In bizarro world. So, imagine a NYC train car. One of the new ones from the 2 train. (If you're not from here, imagine a SLIGHTLY clean train car with white lighting and light blue "benches" running the length of the cars.). It's 9:20pm-ish. The car is not too full. The seats are mostly taken, but there are a few more spots. No one is standing. There are mothers with children. Couples on dates. A man trying to read a newspaper across from me. I was trying to review my notes from class. Three ghetto-black, male early 20-somethings are having a yelling-conversation. You know what I mean: "i could just talk, but I'm going to shout, son, so the whole car can hear us."
All about fucking. All about putting women in their place.
"Son, she's hairy..hairy like a nigga, son, you know what I mean son, she better shave that ass befo she get some. fuck that"

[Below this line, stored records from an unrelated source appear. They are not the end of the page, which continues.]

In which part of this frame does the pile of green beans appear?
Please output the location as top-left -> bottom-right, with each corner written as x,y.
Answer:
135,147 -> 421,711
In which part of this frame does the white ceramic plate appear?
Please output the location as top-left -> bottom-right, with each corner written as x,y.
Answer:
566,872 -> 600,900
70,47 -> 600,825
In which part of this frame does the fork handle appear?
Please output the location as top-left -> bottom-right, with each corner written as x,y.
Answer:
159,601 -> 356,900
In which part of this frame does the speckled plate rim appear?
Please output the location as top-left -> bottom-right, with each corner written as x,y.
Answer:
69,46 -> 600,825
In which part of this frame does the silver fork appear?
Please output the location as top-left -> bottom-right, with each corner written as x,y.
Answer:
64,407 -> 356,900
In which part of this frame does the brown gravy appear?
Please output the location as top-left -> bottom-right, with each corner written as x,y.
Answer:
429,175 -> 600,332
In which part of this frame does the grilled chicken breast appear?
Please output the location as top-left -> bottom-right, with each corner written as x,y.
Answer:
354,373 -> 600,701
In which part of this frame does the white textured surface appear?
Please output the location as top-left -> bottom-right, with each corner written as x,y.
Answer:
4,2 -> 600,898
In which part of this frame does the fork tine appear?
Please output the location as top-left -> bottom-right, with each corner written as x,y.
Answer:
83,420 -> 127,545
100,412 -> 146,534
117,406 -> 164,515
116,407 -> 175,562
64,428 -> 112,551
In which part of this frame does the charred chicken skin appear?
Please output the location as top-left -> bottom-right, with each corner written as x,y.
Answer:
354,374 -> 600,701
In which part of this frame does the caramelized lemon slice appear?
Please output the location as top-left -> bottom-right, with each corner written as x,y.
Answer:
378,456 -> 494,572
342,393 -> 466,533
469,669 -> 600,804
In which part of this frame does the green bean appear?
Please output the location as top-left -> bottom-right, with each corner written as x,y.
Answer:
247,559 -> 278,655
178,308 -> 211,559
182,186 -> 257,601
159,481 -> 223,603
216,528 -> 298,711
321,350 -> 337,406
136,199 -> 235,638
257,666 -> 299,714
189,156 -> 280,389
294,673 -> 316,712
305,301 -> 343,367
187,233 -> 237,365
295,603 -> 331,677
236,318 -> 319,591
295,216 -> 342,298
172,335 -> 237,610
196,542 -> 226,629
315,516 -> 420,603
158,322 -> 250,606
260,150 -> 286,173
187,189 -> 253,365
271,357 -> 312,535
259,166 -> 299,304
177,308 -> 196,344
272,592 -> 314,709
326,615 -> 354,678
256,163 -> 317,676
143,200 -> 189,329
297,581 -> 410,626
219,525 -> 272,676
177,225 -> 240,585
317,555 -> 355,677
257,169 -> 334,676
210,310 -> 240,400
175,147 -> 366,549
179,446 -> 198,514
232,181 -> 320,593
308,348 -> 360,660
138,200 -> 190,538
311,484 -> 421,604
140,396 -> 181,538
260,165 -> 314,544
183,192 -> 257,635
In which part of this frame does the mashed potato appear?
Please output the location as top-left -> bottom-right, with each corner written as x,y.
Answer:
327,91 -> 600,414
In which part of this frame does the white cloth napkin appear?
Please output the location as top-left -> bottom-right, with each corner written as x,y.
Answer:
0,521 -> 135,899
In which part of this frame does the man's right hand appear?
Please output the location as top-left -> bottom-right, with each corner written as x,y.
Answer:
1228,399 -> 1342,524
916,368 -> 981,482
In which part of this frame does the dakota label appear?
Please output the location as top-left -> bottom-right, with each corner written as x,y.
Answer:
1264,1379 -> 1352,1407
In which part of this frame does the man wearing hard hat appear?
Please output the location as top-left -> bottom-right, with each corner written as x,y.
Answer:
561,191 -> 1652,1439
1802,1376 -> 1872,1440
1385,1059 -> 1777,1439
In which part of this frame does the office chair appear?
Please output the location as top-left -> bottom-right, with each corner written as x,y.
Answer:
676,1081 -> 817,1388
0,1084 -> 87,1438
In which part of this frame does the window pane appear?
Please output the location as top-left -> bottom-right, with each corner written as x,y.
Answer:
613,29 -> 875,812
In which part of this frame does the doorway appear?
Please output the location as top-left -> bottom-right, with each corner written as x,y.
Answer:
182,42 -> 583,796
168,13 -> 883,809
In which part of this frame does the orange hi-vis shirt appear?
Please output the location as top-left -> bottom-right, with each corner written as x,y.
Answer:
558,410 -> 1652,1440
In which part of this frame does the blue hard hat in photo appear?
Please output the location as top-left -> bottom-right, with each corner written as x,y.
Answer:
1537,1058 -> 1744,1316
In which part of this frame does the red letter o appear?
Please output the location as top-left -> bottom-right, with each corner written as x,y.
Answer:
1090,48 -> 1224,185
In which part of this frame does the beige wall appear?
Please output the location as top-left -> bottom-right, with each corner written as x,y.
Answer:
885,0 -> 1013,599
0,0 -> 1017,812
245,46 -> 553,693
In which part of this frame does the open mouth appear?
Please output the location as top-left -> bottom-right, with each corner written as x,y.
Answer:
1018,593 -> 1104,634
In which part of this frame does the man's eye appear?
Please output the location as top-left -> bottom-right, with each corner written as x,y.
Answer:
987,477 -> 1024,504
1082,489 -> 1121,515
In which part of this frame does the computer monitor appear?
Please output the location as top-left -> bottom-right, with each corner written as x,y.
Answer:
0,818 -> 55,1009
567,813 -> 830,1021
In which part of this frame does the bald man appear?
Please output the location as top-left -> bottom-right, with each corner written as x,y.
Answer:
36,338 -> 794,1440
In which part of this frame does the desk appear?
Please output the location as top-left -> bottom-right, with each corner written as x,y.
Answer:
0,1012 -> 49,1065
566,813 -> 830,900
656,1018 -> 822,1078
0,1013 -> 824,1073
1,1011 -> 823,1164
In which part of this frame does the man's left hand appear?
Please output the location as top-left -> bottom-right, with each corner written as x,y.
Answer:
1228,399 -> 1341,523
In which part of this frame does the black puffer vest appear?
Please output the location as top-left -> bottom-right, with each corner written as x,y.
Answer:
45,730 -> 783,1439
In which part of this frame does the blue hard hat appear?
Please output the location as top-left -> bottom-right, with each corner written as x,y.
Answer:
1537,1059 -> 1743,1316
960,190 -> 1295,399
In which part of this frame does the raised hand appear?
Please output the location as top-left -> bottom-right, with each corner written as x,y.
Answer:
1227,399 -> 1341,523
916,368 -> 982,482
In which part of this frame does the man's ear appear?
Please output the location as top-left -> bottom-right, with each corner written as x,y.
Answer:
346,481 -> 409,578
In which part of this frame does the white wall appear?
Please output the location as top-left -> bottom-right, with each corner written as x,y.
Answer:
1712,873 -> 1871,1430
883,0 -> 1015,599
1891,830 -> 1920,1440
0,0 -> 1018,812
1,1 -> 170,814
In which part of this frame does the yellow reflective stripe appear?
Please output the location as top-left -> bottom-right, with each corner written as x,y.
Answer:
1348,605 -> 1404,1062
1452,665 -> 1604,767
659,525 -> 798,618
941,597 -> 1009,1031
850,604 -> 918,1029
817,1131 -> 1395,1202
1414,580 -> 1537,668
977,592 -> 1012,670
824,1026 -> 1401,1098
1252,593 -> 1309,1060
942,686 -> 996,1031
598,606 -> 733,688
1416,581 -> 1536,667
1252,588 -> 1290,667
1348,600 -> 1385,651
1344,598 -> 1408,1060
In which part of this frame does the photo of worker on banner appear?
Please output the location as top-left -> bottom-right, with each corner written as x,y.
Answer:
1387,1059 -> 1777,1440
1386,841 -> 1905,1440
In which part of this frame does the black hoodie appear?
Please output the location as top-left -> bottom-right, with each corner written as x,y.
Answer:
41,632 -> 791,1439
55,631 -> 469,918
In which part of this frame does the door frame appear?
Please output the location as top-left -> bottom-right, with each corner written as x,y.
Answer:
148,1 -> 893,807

"i love those highschool girls. ya get um over and they do anything you tell em, and if they dont, just kick them out of the apartment. Dont care if they have clothes on or not"
"Son, you know so and so...her ass is so fine. I fucked that bitch so hard. "
"I wanna get so and so. Id fuck her and wake up next to her, and she'd put on those tight red panties. Id tell that bitch to get up and make me breakfast, son. Then I'd fuck her in the ass"
"you gotta keep yo women in line. none of this love stuff. lets fuck and be friends you know? if she say I love you, just hit her. then fuck her and she knows who's in charge."
IM NOT EVEN KIDDING. this is just part of the "exact as I can remember them" quotes. And these guys were going on and on and on. The whole car was quiet except for these assholes. So, this is what I meant by a Stacy Pershall moment. I dont often find myself in situations where people are asshole animals. But it's exactly the sort of train car my good friend would find herself in. And I imagined that if I were her, I would have something poignant and intelligent (yet angry) to say to them. But since I wasnt, I was going to try and review which fossa the trochlear process fit into and pretend none of them existed.
As I walked the 7 blocks home, I was torn between moving to the boon-docks or volunteering to rescue all the disadvantaged women from the city by moving them to a happy island far far away.
I know guys talk about girls and girls talk about guys. And sometime people are trying to impress their friends, but this wasnt like that. Im not a writer. I cant truly capture the moment at all. But im still very upset.